The research is to be presented at the American Academy of Neurology meeting in Honolulu, Hawaii.

“In this study, we found in patients who developed the progressive form of MS that had preceding relapses, the presence of greater production of immunoglobulin G predicted a faster onset of disability,” explains Orhun Kantarci, M.D., a Mayo Clinic neurologist and the study’s lead author.
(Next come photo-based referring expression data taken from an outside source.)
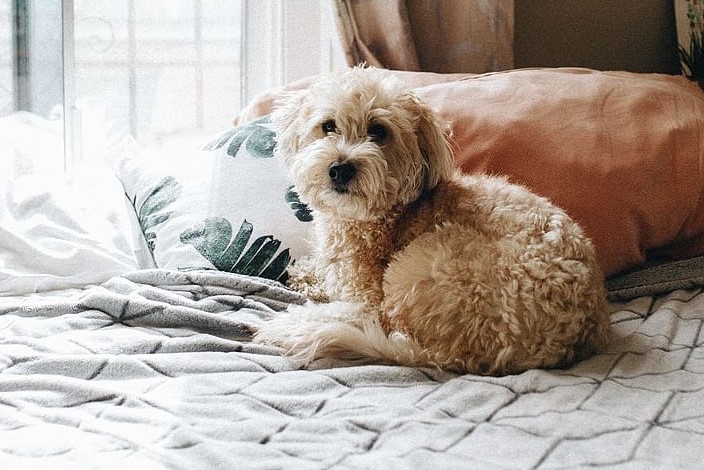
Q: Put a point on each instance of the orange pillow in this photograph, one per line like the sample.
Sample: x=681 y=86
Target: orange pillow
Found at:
x=622 y=153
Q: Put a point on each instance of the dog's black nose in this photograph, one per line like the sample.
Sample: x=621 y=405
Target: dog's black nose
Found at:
x=341 y=174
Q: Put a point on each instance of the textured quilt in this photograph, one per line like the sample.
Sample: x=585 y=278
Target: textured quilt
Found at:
x=153 y=370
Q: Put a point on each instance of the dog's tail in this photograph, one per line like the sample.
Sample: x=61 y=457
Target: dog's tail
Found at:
x=319 y=335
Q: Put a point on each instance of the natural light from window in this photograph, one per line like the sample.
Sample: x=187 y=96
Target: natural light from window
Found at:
x=164 y=71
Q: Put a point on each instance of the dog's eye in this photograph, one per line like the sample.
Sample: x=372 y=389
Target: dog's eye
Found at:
x=328 y=127
x=377 y=132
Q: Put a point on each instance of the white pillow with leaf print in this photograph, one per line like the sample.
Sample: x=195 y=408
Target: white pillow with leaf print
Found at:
x=229 y=206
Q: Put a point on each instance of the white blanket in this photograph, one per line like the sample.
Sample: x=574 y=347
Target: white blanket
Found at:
x=153 y=370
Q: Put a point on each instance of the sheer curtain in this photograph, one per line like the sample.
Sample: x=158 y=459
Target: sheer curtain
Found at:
x=428 y=35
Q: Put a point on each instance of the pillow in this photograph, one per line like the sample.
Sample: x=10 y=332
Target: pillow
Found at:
x=66 y=231
x=229 y=206
x=621 y=152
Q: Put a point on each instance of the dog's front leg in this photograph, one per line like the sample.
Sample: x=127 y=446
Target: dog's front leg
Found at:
x=313 y=331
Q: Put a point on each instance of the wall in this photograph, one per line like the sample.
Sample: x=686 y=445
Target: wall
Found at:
x=634 y=35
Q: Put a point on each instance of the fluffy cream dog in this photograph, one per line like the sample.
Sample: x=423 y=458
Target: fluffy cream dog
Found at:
x=415 y=264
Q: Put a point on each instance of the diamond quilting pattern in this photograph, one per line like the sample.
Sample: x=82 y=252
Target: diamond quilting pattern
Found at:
x=82 y=384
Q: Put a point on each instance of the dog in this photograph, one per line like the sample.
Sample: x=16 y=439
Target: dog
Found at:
x=414 y=263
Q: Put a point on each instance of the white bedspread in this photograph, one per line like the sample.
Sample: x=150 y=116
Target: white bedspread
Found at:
x=152 y=370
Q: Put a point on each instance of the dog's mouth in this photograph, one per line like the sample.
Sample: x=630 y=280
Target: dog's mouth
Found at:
x=341 y=175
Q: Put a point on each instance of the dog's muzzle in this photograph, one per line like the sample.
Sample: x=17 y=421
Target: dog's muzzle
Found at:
x=341 y=174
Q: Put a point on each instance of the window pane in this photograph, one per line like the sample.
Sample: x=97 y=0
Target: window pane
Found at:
x=6 y=61
x=158 y=68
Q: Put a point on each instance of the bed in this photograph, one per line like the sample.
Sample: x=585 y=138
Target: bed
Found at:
x=130 y=288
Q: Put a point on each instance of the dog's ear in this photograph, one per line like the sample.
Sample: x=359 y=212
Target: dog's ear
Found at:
x=287 y=119
x=433 y=142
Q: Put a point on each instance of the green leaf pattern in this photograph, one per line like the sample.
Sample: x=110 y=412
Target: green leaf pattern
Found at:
x=150 y=212
x=213 y=239
x=300 y=209
x=258 y=139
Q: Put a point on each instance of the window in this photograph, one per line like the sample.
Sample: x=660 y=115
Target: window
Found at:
x=162 y=70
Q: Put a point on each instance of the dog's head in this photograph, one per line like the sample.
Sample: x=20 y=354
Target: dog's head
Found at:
x=357 y=145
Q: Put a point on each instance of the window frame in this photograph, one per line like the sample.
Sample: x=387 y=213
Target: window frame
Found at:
x=282 y=41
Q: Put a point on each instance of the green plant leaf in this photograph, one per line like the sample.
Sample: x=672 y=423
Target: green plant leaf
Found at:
x=151 y=213
x=259 y=141
x=214 y=241
x=220 y=140
x=300 y=209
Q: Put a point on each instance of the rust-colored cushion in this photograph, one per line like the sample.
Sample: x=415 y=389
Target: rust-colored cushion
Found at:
x=622 y=153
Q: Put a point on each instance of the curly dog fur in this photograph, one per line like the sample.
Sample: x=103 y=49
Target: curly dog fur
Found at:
x=414 y=263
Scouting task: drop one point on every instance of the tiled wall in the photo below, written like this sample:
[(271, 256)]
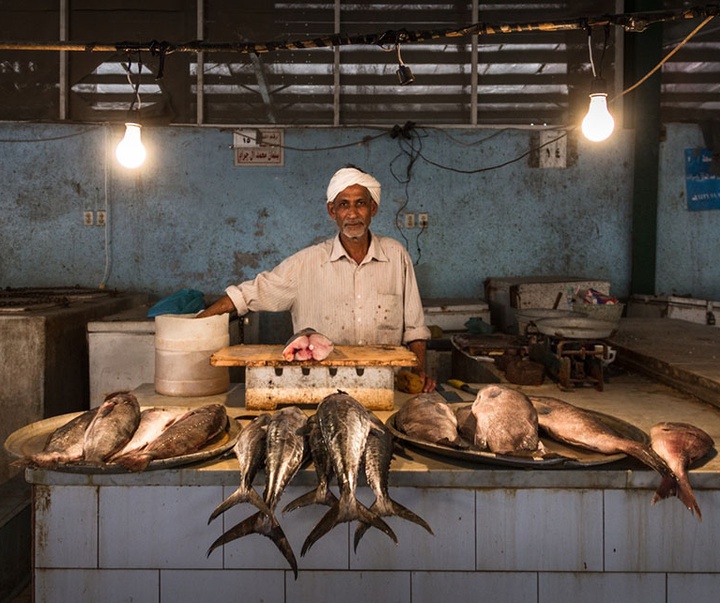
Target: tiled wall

The study looked at cerebrospinal fluid (CSF) test results from a sample of 281 progressive MS patients seen at Mayo Clinic from 2002 to 2007. In general, CSF test results help medical staff when the diagnosis is uncertain. For this study, researchers analysed CSF test results and noticed a relationship between a faster disability rate and abnormally high levels of two proteins — oligoclonal band and immunoglobulin-G molecule. If patients had the progressive form of MS with proceeding relapses, and their CSF results showed an elevated protein, researchers concluded they will have a faster rate of disability.

The study is a significant step forward in predicting disability outcomes, says researcher Junger Tang, M.D., a neurology fellow at Mayo Clinic. The next step is further research to confirm the results, he says.

Source: Health Got Mojo (26/01/16)
There is also an MS-UK story which I could not find in the archives, but which said:
PPMS CSF induces inflammatory demyelination....

Postby MSUK » Fri Aug 15, 2014 6:46 am
Progressive multiple sclerosis CSF induces inflammatory demyelination, axonal loss, and astrogliosis in mice

Cristofanilli M, Rosenthal H, Cymring B, Gratch D, Pagano B, Xie B, Sadiq SA.
The abstract is at http://www.ncbi.nlm.nih.gov/pubmed/25111532

Probably the neurology cartel will publish in Hawaii.

I think it is clear that the cause of MS and of MS disability resides in the CSF. That's why the mouse model with MS patient's CSF works. That's why the ELISA array is so completely specific in testing for MS. Now if they would just start using all those existing MRIs to track atrophy. What are they afraid of? That we might start learning too much about MS, and perhaps endanger the existing $15B drug industry?